Lynchburg Journal of Medical Science

Lynchburg Journal of Medical Science




Gregory Davenport


Rescue and governmental agency operations often require personal protective equipment (PPE). During hazardous operations, PPE can consist of many layers, be encapsulated, and increase work environment temperatures. The prolonged use of personal protective equipment (PPE) can potentially become hazardous to responders that are required to wear them. Methods used to detect specific physiological changes in preventing dangerous events stemming from prolonged use of PPE still need to be better understood. Emerging technologies in real-time physiological status monitoring (RT-PSM) can measure an array of physiological data points, including oxygen saturation, heart rate, electrocardiogram(ECG), respiratory rate, body temperature, and activity/movement.

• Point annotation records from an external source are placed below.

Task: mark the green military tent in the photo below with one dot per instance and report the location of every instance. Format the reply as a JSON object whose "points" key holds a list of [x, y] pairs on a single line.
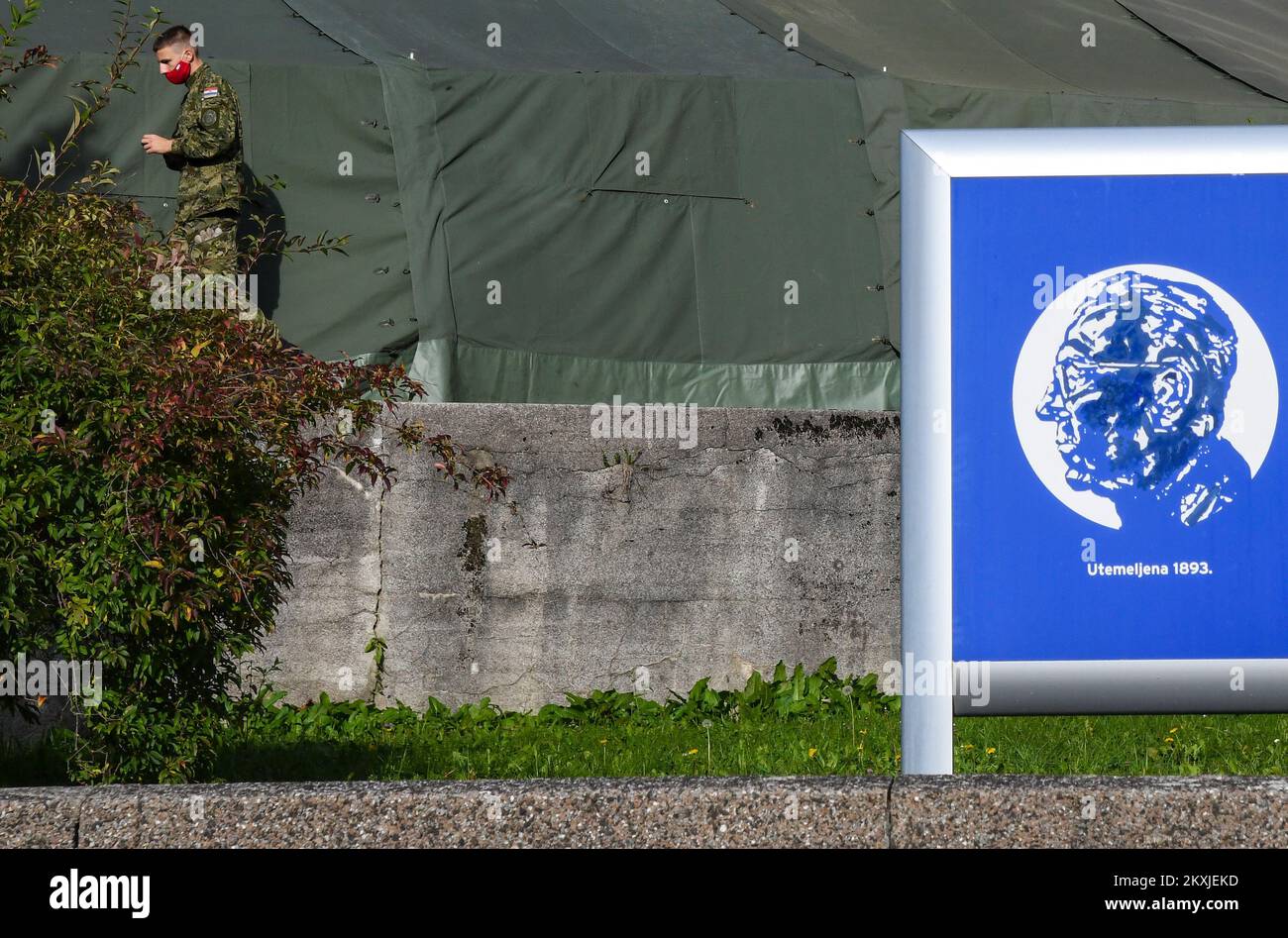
{"points": [[670, 200]]}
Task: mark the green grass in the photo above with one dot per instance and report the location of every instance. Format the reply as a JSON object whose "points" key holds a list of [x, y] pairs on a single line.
{"points": [[787, 726]]}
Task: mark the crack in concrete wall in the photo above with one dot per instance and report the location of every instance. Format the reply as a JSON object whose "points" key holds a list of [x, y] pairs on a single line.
{"points": [[776, 538]]}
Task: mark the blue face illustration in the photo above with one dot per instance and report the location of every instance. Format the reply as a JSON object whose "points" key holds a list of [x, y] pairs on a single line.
{"points": [[1137, 396]]}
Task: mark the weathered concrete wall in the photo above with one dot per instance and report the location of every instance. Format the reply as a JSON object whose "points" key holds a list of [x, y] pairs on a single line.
{"points": [[774, 538], [833, 810]]}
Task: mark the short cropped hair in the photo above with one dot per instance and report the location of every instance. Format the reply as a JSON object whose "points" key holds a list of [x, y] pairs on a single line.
{"points": [[175, 35]]}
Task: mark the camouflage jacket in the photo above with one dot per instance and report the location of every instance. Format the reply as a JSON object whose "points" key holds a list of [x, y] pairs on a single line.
{"points": [[207, 147]]}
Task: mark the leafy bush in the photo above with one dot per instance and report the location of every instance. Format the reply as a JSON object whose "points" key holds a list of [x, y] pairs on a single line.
{"points": [[149, 459]]}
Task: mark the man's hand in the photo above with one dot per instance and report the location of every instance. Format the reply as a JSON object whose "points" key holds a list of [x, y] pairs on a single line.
{"points": [[153, 144]]}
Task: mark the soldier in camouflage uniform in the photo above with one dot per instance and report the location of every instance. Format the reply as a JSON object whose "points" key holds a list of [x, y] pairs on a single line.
{"points": [[206, 149]]}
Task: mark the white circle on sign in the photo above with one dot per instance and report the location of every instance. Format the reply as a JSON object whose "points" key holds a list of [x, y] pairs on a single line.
{"points": [[1250, 405]]}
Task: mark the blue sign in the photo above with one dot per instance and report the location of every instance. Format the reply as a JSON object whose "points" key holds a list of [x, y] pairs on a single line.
{"points": [[1120, 489]]}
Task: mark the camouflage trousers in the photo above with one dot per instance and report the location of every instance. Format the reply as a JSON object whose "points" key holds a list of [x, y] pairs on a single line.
{"points": [[209, 248], [209, 243]]}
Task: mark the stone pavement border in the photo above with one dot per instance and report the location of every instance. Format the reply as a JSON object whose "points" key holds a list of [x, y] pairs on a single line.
{"points": [[818, 810]]}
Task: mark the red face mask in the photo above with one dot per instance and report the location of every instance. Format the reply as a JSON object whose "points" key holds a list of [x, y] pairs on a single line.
{"points": [[179, 73]]}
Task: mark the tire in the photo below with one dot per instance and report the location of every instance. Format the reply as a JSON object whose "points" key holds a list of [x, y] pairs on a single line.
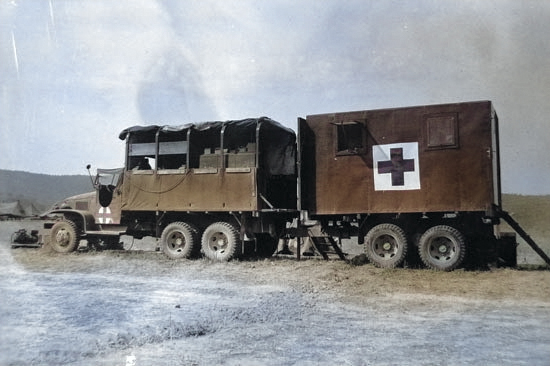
{"points": [[386, 245], [178, 240], [220, 241], [442, 248], [64, 237]]}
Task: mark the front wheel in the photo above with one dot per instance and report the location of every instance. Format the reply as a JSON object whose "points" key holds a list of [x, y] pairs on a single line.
{"points": [[220, 241], [178, 240], [64, 237], [442, 248], [386, 245]]}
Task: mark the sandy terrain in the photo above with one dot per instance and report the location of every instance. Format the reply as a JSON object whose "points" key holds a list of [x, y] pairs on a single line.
{"points": [[139, 308]]}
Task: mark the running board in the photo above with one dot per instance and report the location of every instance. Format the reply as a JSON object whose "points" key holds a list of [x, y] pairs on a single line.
{"points": [[513, 223], [323, 244]]}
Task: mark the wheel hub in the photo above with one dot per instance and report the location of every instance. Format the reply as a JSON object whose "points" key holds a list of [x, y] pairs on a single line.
{"points": [[62, 237], [219, 241]]}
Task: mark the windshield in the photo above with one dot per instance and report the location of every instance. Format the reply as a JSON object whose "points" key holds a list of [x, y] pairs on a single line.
{"points": [[108, 177]]}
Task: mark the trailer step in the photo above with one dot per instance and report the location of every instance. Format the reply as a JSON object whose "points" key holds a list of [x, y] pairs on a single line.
{"points": [[326, 245], [513, 223]]}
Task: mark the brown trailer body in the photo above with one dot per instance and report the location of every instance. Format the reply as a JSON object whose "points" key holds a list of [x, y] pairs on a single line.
{"points": [[435, 158]]}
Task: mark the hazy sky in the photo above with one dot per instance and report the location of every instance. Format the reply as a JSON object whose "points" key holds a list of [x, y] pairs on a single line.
{"points": [[74, 73]]}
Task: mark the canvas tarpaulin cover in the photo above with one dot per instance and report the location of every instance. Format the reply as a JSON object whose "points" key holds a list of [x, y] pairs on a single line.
{"points": [[277, 143]]}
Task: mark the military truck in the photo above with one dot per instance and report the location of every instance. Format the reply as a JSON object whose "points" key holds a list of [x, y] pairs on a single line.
{"points": [[215, 187], [408, 182]]}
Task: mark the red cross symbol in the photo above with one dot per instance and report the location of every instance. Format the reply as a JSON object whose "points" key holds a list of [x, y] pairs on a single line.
{"points": [[397, 166]]}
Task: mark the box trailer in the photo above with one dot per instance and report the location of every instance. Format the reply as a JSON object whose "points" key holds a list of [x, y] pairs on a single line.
{"points": [[423, 177]]}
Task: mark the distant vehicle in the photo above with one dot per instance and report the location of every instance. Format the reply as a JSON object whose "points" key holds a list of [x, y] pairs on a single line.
{"points": [[422, 179]]}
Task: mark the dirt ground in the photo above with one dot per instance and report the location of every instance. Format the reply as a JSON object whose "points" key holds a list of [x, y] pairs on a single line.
{"points": [[138, 307]]}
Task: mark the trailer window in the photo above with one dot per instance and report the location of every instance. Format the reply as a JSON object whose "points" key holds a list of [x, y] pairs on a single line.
{"points": [[442, 131], [350, 138]]}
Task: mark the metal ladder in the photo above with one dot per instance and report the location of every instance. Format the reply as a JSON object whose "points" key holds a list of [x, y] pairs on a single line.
{"points": [[326, 245]]}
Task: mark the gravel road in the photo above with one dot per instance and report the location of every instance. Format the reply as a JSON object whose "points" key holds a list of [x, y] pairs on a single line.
{"points": [[139, 308]]}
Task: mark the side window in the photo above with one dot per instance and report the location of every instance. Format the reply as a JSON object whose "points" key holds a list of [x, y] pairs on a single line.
{"points": [[442, 131], [350, 138]]}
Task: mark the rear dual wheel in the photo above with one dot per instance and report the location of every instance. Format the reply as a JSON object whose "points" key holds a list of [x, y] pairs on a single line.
{"points": [[386, 245], [179, 240], [442, 248], [220, 241], [64, 236]]}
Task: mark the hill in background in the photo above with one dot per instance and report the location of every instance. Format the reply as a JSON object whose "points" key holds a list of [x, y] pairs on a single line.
{"points": [[41, 190]]}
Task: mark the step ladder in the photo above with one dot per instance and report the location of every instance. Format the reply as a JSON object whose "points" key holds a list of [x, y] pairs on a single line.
{"points": [[326, 245], [513, 223]]}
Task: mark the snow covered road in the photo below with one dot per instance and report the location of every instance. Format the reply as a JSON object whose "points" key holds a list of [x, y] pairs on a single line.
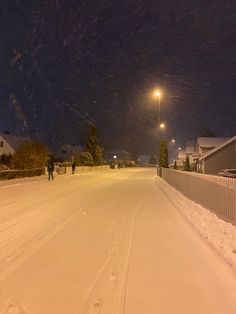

The goals of RT-PSM equipment are to help mitigate the risks of heat-related illness, altered mental status, or susceptibility to slip, trips, and fall hazards associated with using PPE. RT-PSM are integral in conducting operations in PPE by increasing individual and command situational awareness, early detection of potential changes in an individual’s physical status, early detection of exposure to hazardous agents, and identification of casualties. This paper serves to discuss technologies in RT-PSM developed for the first responder and service member community, their capabilities, applications, limitations, and focus for the future.